Fleetwood Mac's Stevie Nicks - currently wowing audiences on the supergroup's triumphant world tour - claims Botox is 'an ugly thing' she will never have again. She says she will never turn to the wrinkle-defying injection again after a bad experience. "My eyebrows fell," she confessed to an interviewer. "I looked like the sister of Satan."
What makes this unfortunate is that when it comes to Botox, there are generally very few adverse effects.
Since 2002, when Botox was approved by America's FDA, millions of procedures have been carried out worldwide. When correctly administered, there are only two significant complications - a headache that those new to the treatment may experience in the first 24 hours - and the "drooping eyelid" phenomenon that Stevie seems to have had. This is rare and can happen even in the most experienced hands.
In almost all procedures carried out by experienced, qualified practitioners, the treatment goes according to plan and, within five to eight days, the unwanted wrinkles or lines that it is designed to target are significantly reduced.
In a paper published in the Journal of Plastic, Reconstructive and Aesthetic Surgery, together with my colleague Miles Berry - who practices alongside me at London's Surgical Aesthetics clinic - we looked carefully at adverse experiences with Botox. The results may surprise Stevie.
For a substance that's inherently toxic - it's been estimated that a gram of the stuff is sufficient to kill one million people - Botulinum Neurotoxin A has had a remarkable career of its own. It was first used for therapeutic purposes in the 1970s, originally as a non-surgical treatment for patients with crossed or misaligned eyes. Medical uses have since expanded at an exponential rate. It's been used to treat neurological movement disorders such as blepharospasm - which can be a hugely disruptive and disabling condition - and cervical dystonia, chronic pain, and even migraines.
It should be noted that, when it's used for clinical purposes in this way, Botox doses are three to six times those we use for cosmetic treatment.
Our research found that, despite the millions of doses administered, fatal complications occurred in less than 28 cases and, of those, all but two of the patients had underlying conditions that heightened the risks considerably.

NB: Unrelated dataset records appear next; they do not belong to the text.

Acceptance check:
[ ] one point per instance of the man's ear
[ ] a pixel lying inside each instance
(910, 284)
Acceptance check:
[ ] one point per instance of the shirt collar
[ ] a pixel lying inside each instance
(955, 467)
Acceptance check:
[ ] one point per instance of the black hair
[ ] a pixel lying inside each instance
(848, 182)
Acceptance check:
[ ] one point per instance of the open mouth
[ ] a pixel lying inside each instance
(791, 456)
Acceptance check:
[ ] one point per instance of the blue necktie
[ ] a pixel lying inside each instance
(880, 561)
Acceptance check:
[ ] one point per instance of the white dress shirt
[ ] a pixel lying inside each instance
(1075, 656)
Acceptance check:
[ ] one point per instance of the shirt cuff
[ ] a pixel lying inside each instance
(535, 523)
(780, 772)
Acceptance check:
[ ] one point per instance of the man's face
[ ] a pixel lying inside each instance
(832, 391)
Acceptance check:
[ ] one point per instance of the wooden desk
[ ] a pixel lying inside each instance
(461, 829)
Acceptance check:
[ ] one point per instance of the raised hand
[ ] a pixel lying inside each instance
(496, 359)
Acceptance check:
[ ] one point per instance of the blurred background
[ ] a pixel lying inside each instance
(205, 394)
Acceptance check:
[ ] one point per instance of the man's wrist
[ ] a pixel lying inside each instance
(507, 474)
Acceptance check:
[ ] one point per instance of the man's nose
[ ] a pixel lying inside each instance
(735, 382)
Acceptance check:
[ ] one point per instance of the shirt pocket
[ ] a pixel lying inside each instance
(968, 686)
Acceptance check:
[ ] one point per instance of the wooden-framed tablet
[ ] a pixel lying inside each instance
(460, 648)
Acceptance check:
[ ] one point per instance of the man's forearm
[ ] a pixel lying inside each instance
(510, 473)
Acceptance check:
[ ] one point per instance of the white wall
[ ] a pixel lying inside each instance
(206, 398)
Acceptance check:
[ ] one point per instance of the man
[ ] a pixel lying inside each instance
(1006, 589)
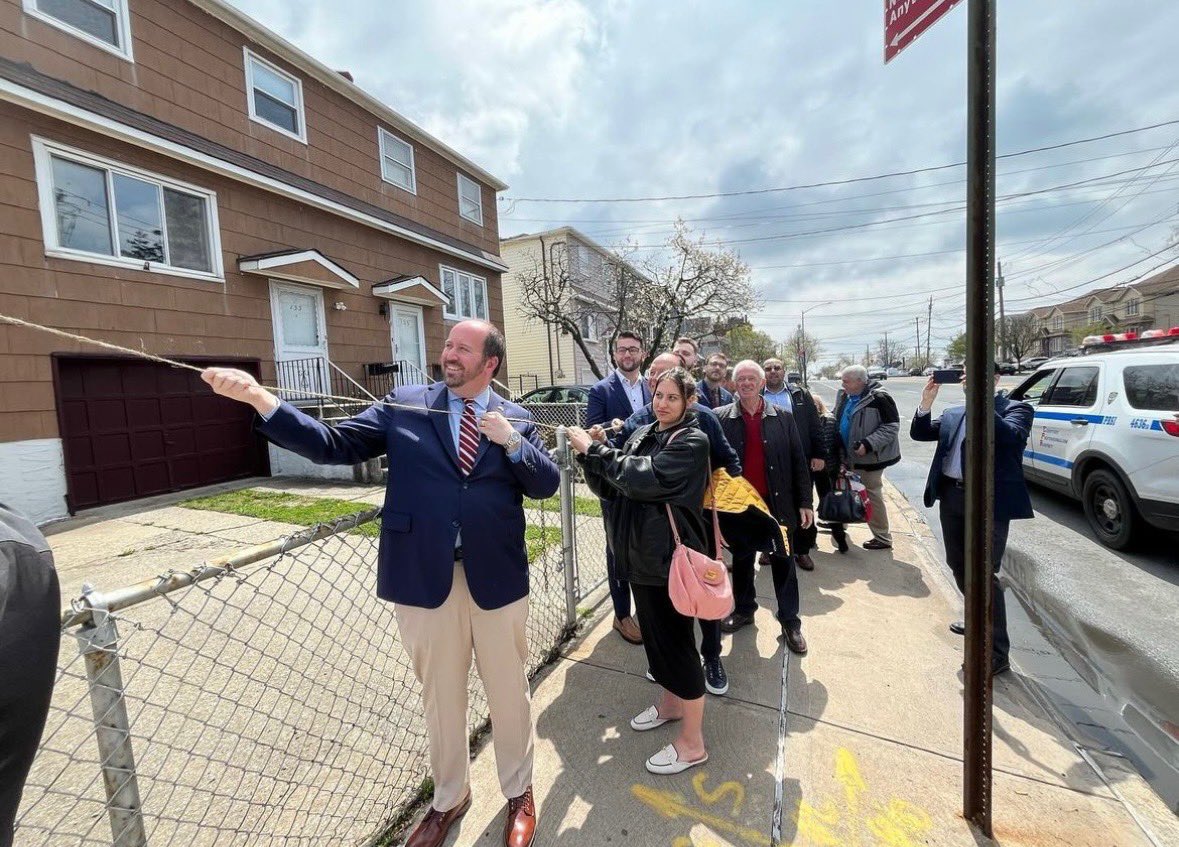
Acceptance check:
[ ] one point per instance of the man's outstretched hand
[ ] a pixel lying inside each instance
(241, 386)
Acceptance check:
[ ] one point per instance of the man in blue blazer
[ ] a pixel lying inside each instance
(711, 391)
(1013, 424)
(452, 552)
(619, 395)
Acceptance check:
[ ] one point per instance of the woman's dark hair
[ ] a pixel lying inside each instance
(683, 381)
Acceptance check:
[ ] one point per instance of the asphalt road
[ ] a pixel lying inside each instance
(1113, 614)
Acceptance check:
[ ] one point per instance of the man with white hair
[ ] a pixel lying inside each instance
(868, 427)
(775, 464)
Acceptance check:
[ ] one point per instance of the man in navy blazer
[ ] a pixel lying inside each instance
(944, 484)
(711, 391)
(452, 552)
(619, 395)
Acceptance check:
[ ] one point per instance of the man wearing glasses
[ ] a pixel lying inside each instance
(623, 393)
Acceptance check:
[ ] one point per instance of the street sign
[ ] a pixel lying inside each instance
(904, 20)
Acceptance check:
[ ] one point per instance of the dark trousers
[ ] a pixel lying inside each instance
(30, 631)
(619, 589)
(953, 519)
(785, 586)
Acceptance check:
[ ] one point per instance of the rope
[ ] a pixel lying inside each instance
(275, 389)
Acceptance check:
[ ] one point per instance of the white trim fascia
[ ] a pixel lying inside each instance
(20, 96)
(255, 266)
(122, 14)
(390, 290)
(43, 170)
(322, 73)
(381, 132)
(248, 57)
(459, 177)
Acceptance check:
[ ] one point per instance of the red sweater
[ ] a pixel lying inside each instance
(753, 461)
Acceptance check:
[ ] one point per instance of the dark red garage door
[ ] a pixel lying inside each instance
(132, 428)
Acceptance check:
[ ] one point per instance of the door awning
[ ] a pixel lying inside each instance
(410, 289)
(309, 267)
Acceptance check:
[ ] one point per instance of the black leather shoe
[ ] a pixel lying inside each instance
(735, 622)
(795, 641)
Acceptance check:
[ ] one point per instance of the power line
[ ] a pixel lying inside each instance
(849, 181)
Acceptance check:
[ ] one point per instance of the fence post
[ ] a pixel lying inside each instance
(568, 545)
(98, 642)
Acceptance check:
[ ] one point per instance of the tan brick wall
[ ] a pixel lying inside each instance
(176, 316)
(189, 70)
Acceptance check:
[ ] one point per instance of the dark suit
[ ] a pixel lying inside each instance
(704, 395)
(1013, 424)
(608, 400)
(428, 499)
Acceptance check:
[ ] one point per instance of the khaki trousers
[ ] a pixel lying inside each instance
(874, 480)
(440, 643)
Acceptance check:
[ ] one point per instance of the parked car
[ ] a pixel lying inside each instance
(1106, 432)
(557, 394)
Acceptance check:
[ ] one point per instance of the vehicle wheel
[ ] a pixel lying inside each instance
(1110, 510)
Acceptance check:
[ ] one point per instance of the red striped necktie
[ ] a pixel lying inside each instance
(468, 438)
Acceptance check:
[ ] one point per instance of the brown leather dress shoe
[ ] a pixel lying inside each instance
(435, 825)
(628, 628)
(520, 826)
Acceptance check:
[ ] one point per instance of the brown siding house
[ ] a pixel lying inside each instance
(176, 178)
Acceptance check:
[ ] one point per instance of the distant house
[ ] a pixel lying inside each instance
(177, 178)
(1135, 307)
(540, 354)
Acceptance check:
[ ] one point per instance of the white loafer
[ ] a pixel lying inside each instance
(649, 719)
(667, 761)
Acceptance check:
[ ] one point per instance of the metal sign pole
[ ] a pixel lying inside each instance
(980, 409)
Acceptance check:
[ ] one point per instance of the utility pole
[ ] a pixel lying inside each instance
(929, 328)
(1002, 319)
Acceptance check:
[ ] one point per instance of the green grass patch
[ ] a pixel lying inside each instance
(285, 507)
(587, 506)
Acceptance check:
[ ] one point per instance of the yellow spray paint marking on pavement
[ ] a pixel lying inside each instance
(857, 821)
(896, 823)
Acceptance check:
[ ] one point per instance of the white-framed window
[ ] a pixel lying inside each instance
(396, 161)
(103, 211)
(275, 98)
(471, 199)
(588, 324)
(105, 24)
(466, 294)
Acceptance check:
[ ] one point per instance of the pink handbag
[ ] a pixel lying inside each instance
(699, 586)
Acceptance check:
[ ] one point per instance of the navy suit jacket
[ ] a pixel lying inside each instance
(428, 499)
(608, 400)
(1013, 424)
(702, 395)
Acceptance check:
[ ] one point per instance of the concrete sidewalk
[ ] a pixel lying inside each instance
(857, 743)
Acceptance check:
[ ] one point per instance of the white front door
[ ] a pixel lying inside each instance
(408, 334)
(301, 340)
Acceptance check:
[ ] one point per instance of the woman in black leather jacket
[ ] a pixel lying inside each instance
(663, 463)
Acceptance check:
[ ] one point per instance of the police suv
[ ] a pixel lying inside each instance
(1106, 432)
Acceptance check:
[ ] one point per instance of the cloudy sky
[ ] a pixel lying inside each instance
(620, 99)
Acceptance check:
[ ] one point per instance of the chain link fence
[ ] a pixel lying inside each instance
(265, 697)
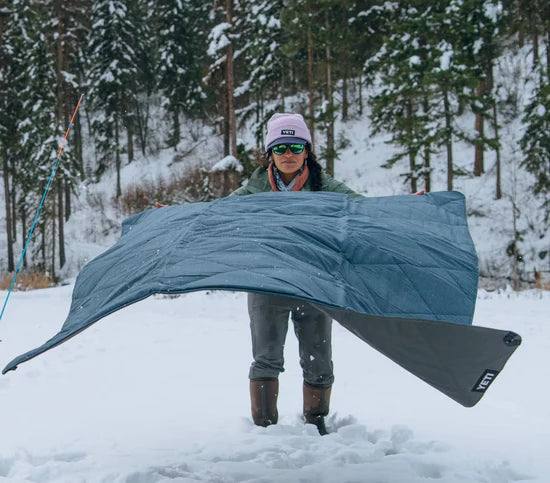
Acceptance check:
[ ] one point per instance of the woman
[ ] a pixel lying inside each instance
(289, 165)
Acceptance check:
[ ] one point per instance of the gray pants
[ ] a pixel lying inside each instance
(269, 324)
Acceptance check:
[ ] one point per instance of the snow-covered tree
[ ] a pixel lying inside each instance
(535, 143)
(113, 65)
(260, 32)
(181, 36)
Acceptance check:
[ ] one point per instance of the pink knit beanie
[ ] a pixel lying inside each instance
(286, 128)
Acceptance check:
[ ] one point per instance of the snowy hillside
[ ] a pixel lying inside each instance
(158, 392)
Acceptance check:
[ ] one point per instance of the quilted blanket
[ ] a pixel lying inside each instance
(400, 272)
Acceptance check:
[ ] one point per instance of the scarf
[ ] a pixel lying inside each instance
(277, 184)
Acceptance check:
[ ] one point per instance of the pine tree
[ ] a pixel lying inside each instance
(263, 60)
(403, 104)
(535, 143)
(113, 73)
(181, 36)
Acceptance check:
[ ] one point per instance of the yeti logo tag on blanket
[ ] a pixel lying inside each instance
(485, 380)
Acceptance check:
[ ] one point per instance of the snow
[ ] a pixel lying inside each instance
(158, 392)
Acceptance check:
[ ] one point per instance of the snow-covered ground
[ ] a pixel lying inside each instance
(158, 392)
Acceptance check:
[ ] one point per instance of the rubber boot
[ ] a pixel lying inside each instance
(316, 406)
(263, 399)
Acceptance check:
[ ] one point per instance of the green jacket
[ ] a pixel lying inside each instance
(259, 183)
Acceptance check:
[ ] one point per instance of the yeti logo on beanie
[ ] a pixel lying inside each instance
(286, 128)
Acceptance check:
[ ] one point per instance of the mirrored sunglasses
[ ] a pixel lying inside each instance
(294, 148)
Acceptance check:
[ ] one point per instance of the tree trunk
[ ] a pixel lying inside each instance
(78, 147)
(24, 233)
(448, 140)
(515, 250)
(311, 107)
(11, 265)
(497, 137)
(360, 94)
(229, 72)
(427, 154)
(117, 159)
(61, 219)
(142, 125)
(479, 127)
(13, 204)
(412, 161)
(67, 189)
(283, 90)
(225, 126)
(345, 101)
(330, 120)
(534, 35)
(54, 236)
(130, 138)
(175, 129)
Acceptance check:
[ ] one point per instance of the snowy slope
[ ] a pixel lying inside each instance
(158, 392)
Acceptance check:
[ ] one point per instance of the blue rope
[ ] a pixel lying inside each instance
(30, 234)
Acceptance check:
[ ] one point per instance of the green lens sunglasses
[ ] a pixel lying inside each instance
(294, 148)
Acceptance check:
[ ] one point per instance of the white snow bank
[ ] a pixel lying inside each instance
(158, 392)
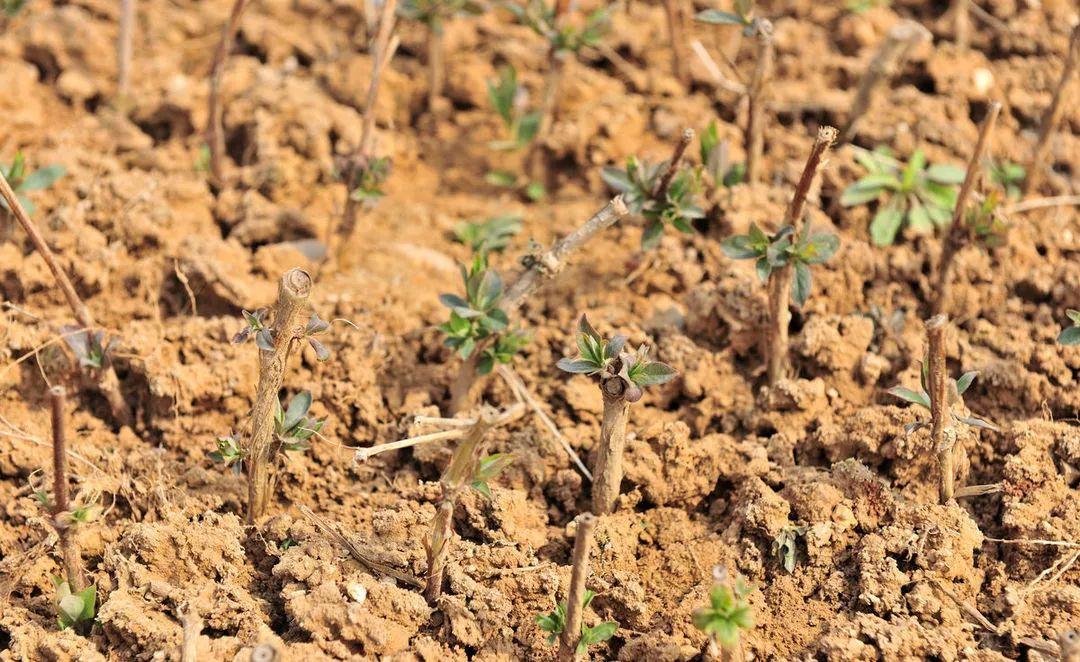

None occurred in cosmetic patients.
The figures are even more impressive for cosmetic applications, where the dose is much smaller. The few serious incidents we discovered had involved unlicensed "black market" preparations and unscrupulous practitioners.
Set in the context of the vast numbers of procedures carried out daily in clinics around the world, this suggests the likelihood of anything going wrong in the hands of an experienced professional is very limited.
The research that Miles and I carried out also showed that patient satisfaction among those who've been administered Botox for cosmetic reasons is correspondingly high. The vast majority of patients who undergo the procedure like what it does and report a positive experience.
But what came across loud and clear from our study was that careful technique in each case is crucial. If you're choosing a practitioner, don't be tempted to go for someone who isn't qualified or who is operating from a clinic you don't wholly trust.
Qualified practitioners will be registered on the General Medical Council's Specialist list. The Association of Facial Plastic Surgeons can also offer support and advice.
Much of the negative speculation surrounding Botox therapy is based on hearsay rather than scientific fact. As Stevie Nicks and Fleetwood Mac know only too well - at least according to the title of their world-beating 1977 album Rumours - gossip often strays a long way from the facts.